Il résulte de l'ensemble de ces éléments que la résiliation du bail commercial est intervenue le 15 décembre 2023 par l'effet de l'acquisition de la clause résolutoire, et qu’il convient donc :
- d'ordonner, à défaut de restitution volontaire des lieux dans le mois de la signification de la présente ordonnance, l'expulsion de l’association Le BB25 , de ses biens et des occupants de son chef des locaux litigieux ;
- de dire qu'à compter du 14 décembre 2023, et jusqu'à complète libération des lieux, l’association Le BB25 est devenue redevable d'une indemnité mensuelle d'occupation équivalente au montant mensuel du loyer et des charges en vigueur avant cette date, soit 1 029,99 euros ;
- de condamner l’association Le BB25 au paiement de la somme provisionnelle de 1 112,89 euros (1 2 53,61 - 140,72) au titre des loyers impayés et indemnités d’occupation arrêtés au 25 janvier 2024, cette somme n’étant pas sérieusement contestable ;
- de dire que cette somme sera assortie des intérêts au taux légal, seul taux non sérieusement contestable ;
- de la condamner au versement d’une indemnité mensuelle d’occupation de 1 029,99 euros à compter du 1er février 2024 et jusqu’à la libération effective des lieux.

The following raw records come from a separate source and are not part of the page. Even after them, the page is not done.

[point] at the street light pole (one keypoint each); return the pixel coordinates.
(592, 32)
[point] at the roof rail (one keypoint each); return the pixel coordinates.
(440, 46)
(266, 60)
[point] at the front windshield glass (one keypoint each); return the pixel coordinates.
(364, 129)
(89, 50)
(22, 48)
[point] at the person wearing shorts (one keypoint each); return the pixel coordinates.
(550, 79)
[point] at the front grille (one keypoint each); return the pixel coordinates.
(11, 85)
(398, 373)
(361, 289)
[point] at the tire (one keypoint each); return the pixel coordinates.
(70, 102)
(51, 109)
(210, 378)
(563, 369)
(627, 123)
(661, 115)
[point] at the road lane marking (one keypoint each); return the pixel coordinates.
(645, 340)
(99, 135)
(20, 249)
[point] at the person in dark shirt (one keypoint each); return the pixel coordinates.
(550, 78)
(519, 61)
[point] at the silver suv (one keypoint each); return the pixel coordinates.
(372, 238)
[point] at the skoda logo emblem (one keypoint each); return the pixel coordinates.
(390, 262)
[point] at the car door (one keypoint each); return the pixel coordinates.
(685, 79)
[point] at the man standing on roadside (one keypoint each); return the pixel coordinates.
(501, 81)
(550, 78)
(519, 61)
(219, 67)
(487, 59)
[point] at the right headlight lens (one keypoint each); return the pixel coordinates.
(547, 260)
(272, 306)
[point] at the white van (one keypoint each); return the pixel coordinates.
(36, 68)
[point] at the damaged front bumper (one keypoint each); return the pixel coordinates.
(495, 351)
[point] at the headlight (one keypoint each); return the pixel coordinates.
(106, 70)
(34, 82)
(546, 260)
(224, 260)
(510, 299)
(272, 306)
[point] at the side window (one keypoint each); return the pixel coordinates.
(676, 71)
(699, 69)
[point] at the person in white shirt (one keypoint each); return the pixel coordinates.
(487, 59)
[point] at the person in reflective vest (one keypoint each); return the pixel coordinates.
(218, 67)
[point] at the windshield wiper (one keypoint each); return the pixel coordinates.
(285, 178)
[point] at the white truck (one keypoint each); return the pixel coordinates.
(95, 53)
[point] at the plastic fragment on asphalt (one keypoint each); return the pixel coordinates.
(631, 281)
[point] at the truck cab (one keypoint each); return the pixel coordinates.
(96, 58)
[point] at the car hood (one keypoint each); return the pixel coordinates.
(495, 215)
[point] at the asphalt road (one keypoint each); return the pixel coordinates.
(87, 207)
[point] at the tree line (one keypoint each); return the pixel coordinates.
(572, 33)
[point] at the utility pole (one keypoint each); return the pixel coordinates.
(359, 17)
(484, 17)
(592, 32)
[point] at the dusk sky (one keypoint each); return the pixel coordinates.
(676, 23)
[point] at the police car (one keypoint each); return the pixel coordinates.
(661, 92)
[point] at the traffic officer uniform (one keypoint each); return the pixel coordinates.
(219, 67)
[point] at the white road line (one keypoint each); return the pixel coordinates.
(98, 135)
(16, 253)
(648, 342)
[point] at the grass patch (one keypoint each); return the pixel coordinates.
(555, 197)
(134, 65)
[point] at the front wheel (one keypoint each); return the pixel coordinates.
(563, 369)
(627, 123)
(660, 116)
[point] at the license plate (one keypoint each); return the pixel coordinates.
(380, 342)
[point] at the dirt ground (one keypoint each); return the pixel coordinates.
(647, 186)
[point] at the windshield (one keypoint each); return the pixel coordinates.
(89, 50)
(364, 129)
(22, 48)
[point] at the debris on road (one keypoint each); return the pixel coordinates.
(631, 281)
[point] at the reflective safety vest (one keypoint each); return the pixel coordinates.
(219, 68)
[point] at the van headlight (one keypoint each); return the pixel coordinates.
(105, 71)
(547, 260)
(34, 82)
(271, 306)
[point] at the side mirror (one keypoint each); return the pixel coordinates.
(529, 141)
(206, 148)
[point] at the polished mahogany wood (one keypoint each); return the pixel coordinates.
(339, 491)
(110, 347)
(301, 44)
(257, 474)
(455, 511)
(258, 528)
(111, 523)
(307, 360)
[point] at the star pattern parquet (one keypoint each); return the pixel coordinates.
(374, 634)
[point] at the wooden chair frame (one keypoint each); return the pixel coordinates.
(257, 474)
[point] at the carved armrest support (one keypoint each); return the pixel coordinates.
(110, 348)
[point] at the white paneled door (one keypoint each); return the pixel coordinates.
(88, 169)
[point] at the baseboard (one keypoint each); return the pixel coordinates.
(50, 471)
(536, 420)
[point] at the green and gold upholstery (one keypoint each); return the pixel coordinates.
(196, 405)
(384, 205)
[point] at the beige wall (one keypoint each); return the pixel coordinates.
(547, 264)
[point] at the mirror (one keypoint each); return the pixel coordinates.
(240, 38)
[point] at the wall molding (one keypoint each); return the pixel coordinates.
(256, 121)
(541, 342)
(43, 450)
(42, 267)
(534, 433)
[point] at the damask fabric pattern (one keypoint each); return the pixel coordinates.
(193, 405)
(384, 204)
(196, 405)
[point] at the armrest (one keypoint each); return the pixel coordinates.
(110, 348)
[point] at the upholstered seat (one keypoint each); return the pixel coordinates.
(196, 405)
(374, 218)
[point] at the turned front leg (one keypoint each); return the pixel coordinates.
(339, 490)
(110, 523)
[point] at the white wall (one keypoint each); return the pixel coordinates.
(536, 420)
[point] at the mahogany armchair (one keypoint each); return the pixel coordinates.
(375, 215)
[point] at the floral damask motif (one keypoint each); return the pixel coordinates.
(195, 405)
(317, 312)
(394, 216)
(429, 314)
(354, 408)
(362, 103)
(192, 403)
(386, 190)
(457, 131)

Sur les demandes accessoires
Il serait inéquitable de laisser à la charge du demandeur les frais non compris dans les dépens qu'il a dû exposer pour faire valoir ses droits. La défenderesse sera condamnée à lui verser la somme de 1 000 euros par application de l'article 700 du code de procédure civile.
La défenderesse sera condamnée aux dépens, en ce compris les frais de commandement, d’assignation, de droit de plaidoirie et tous frais d’exécution.
III - DECISION
Le juge des référés du tribunal judiciaire de Bordeaux statuant par une ordonnance réputée contradictoire, publiquement par mise à disposition au greffe et susceptible d’opposition ;
Constate la résiliation, par l’acquisition de la clause résolutoire, du bail commercial liant Monsieur [I] et l’association Le BB25 ;
Condamne l’association Le BB25 à payer à Monsieur [I] la somme provisionnelle de 1 112,89 euros, correspondant aux loyers impayés et indemnités d’occupation arrêtés au 25 janvier 2024, assortie des intérêts au taux légal ;
Condamne l’association Le BB25 à une indemnité mensuelle d'occupation équivalente au montant mensuel du loyer et des charges en vigueur avant cette date, soit 1 029,99 euros, à compter du 1er février 2024 et jusqu’à complète libération des lieux ;
Ordonne, à défaut de restitution volontaire des lieux dans le mois de la signification de la présente ordonnance, l'expulsion de l’association Le BB25, de ses biens et de tout occupant de son chef des lieux situés [Adresse 1] [Localité 2] ;
Condamne l’association Le BB25 à payer à Monsieur [I] la somme de 1 000 euros sur le fondement de l'article 700 du code de procédure civile ;
Condamne l’association Le BB25 aux dépens, en ce compris les frais de commandement, d’assignation, de droit de plaidoirie et tous frais d’exécution.
La présente décision a été signée par Elisabeth FABRY, Première Vice-Présidente, et par Karine PAPPAKOSTAS, Greffière.